Gayle, who has done extensive research on gangs, says the rate is even higher in garrison communities, where as much as 25 per cent of young men living there will not live to see age 40.

"The average homicide rate for Jamaica since 2000 and 2009 is 51 per 100,000, which is the highest in the world, while El Salvador runs a close second at 47 per 100,000 persons," Gayle told The Sunday Gleaner.

He likened the situation to that of a full-time war where males were the dominant targets.

"There is a gender component to why 90 per cent of everybody who gets killed in this country is a male," said Gayle.

"If you look at other countries, it really is between 70 and 80 per cent, but if you are at war, you're going to go to 90 per cent. If the male is big enough, he is going to be killed."

Gayle says there also exists a strong link between gangs and political parties, the large gangs being politically aligned, with the smaller ones aligned to the big ones.

Figures from the JCF show that there are 250 gangs in Jamaica.
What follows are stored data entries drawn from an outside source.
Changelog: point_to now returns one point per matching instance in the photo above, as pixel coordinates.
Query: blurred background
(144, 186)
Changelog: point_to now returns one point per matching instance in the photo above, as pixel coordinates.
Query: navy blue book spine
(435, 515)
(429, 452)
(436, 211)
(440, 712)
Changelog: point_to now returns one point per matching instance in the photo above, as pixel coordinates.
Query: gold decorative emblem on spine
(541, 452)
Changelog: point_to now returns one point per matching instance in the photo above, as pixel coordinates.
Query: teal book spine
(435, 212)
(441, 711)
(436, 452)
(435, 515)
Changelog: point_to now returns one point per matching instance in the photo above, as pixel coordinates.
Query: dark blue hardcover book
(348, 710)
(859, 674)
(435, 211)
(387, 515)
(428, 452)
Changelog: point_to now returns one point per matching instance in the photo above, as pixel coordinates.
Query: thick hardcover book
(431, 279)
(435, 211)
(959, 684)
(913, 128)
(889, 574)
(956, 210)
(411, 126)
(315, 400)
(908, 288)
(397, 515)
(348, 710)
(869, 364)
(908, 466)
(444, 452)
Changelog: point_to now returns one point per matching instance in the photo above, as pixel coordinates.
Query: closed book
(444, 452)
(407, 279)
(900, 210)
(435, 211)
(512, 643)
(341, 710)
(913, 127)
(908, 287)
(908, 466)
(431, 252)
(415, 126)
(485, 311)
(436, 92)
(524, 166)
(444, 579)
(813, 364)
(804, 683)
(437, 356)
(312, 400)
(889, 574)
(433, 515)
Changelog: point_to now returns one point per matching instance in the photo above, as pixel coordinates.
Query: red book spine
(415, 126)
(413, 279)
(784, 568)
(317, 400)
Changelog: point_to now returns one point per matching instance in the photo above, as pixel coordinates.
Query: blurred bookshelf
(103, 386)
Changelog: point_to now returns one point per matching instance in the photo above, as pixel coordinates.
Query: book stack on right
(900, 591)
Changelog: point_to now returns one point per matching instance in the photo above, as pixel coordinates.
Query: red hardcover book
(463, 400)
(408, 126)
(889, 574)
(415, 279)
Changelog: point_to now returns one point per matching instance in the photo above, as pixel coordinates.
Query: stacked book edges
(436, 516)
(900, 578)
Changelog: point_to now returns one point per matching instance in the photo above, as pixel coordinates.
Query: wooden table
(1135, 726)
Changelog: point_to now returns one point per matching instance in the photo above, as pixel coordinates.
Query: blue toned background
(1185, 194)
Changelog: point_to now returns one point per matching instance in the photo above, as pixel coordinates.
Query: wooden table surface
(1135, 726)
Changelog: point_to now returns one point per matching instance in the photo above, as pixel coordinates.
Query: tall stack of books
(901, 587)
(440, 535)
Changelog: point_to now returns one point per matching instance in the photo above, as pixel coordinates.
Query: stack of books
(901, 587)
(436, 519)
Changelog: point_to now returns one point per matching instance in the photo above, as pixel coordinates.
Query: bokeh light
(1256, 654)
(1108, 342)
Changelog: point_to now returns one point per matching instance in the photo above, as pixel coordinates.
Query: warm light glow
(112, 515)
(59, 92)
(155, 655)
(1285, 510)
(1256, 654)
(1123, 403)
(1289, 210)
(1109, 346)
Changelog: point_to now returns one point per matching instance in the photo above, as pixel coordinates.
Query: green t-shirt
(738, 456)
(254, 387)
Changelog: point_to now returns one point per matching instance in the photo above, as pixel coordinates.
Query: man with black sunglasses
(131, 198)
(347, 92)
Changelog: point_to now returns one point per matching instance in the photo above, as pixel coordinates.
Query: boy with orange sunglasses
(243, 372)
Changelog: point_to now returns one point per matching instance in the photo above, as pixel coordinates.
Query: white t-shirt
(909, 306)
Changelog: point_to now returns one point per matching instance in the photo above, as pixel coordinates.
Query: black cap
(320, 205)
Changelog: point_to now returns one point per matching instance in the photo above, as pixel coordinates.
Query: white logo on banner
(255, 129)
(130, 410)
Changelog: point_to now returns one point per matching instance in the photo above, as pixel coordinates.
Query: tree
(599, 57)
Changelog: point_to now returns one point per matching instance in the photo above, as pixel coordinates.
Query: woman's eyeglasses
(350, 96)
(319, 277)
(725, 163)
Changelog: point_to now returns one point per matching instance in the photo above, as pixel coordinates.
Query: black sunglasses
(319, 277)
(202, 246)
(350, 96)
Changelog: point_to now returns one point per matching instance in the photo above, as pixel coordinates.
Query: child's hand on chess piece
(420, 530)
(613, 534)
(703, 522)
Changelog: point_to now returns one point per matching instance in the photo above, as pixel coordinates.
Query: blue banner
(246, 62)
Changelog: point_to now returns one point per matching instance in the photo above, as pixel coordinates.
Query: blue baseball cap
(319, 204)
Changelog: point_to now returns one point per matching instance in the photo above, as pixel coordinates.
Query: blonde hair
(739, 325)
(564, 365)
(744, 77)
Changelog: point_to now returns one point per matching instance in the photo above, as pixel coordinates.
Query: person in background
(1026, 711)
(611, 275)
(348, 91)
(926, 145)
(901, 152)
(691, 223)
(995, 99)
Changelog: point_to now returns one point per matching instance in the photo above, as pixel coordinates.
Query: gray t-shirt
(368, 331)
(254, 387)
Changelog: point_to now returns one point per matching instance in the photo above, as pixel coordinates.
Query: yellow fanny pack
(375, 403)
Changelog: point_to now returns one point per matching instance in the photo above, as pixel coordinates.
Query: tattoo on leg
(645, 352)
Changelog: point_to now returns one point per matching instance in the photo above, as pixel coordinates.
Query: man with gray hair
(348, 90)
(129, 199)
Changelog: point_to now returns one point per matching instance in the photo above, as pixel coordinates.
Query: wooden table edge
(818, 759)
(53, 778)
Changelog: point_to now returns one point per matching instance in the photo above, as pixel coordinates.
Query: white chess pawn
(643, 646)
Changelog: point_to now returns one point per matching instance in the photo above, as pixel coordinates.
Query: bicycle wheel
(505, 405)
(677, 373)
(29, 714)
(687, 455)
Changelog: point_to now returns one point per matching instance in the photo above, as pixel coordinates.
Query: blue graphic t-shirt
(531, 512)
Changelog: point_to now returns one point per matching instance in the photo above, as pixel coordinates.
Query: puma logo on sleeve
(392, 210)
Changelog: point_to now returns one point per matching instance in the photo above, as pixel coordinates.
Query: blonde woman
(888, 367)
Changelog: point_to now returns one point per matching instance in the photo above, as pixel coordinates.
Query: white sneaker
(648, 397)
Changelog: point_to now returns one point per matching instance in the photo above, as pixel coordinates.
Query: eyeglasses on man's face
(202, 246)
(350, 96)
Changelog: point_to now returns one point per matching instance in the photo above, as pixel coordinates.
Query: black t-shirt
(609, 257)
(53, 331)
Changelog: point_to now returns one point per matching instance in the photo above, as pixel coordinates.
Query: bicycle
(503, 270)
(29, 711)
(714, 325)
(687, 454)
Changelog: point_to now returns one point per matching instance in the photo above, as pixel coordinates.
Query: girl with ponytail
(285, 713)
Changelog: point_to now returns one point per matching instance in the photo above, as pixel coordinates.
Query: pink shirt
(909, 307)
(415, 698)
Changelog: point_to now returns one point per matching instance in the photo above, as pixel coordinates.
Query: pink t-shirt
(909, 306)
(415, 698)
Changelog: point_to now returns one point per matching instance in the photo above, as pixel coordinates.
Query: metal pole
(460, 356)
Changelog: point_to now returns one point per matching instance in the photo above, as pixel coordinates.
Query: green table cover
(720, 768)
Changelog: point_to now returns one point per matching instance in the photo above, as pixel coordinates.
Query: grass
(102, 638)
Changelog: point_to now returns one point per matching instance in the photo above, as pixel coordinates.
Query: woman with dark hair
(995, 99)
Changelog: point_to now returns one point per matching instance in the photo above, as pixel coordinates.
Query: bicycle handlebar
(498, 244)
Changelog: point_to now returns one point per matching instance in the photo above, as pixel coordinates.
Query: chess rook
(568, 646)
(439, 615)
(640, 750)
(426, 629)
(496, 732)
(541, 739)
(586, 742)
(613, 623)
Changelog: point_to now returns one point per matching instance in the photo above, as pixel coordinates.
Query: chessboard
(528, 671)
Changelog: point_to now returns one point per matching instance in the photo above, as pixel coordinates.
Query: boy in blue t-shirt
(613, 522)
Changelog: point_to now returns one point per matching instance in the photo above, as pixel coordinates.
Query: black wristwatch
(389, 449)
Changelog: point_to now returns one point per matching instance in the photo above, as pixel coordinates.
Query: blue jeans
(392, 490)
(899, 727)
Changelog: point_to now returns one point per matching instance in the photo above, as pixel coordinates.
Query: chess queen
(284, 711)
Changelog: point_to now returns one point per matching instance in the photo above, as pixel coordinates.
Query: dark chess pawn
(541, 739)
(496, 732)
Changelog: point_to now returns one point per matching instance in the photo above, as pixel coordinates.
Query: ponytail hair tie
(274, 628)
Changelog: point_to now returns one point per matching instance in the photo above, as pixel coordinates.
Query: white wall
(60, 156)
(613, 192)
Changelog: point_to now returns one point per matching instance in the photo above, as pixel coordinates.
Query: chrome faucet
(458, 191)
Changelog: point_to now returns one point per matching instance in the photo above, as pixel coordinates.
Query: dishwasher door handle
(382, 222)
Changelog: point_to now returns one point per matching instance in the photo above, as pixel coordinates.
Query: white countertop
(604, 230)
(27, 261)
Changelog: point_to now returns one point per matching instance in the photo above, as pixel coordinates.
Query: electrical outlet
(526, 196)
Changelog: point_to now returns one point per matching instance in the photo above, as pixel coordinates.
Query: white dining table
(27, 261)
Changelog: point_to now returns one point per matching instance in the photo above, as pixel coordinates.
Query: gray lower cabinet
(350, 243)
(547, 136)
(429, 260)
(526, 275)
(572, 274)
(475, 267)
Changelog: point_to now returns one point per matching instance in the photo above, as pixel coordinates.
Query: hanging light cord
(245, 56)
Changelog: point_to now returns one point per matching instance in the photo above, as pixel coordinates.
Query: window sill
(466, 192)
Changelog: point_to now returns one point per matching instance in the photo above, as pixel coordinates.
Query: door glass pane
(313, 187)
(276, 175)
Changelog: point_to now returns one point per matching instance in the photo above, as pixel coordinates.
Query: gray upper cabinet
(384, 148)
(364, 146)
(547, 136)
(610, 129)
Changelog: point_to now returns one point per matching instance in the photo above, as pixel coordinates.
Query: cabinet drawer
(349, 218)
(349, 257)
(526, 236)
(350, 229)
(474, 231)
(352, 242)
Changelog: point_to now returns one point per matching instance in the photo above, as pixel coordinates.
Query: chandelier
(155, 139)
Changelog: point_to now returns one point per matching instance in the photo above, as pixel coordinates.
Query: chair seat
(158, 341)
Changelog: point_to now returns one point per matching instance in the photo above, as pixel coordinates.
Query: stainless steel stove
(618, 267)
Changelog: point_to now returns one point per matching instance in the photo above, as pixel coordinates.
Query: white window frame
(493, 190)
However, Gayle believes the actual figure is much higher.

Dr Kadamawe KnIfe, lecturer in strategic planning and entrepreneurship at the UWI, says murders among inner-city males can be traced back to their early involvement with gangs, some from as young as nine years old.

youth at risk

"These youth have engaged in activities which have put them at risk at getting involved with crime," said KnIfe. "Once they're involved with crime, they're at risk of being killed, and that is what is happening,"

He pointed out that many of the conflicts between youth in inner-city communities were anchored within politics, and usually became more organised during political campaigns when persons involved in gang activities could be seen supporting political parties.

KnIfe said the situation requires formal intervention programmes to engage youth with a view to preventing them from turning to gangs.

"There is no shortage of institutions out there who want to help. The reason things are not worse is because of the programmes that exist in some of these communities. Many of these exist with little or no access to financing, and are, therefore, not as effective as they could be," said KnIfe.

He said what was needed was the development of an entrepreneurial policy by the State which would create high-growth entrepreneurs in inner-city communities, thereby discouraging persons from engaging in informal illegal activities.

Although the situation for young Jamaican men may seem grim, Gayle believes it is not a lost cause.

Gayle suggests that Jamaica look towards countries like South African and Colombia, which previously experienced mortality rates up to 71 per 100,000, with a view to encouraging dialogue as a step towards identifying solutions.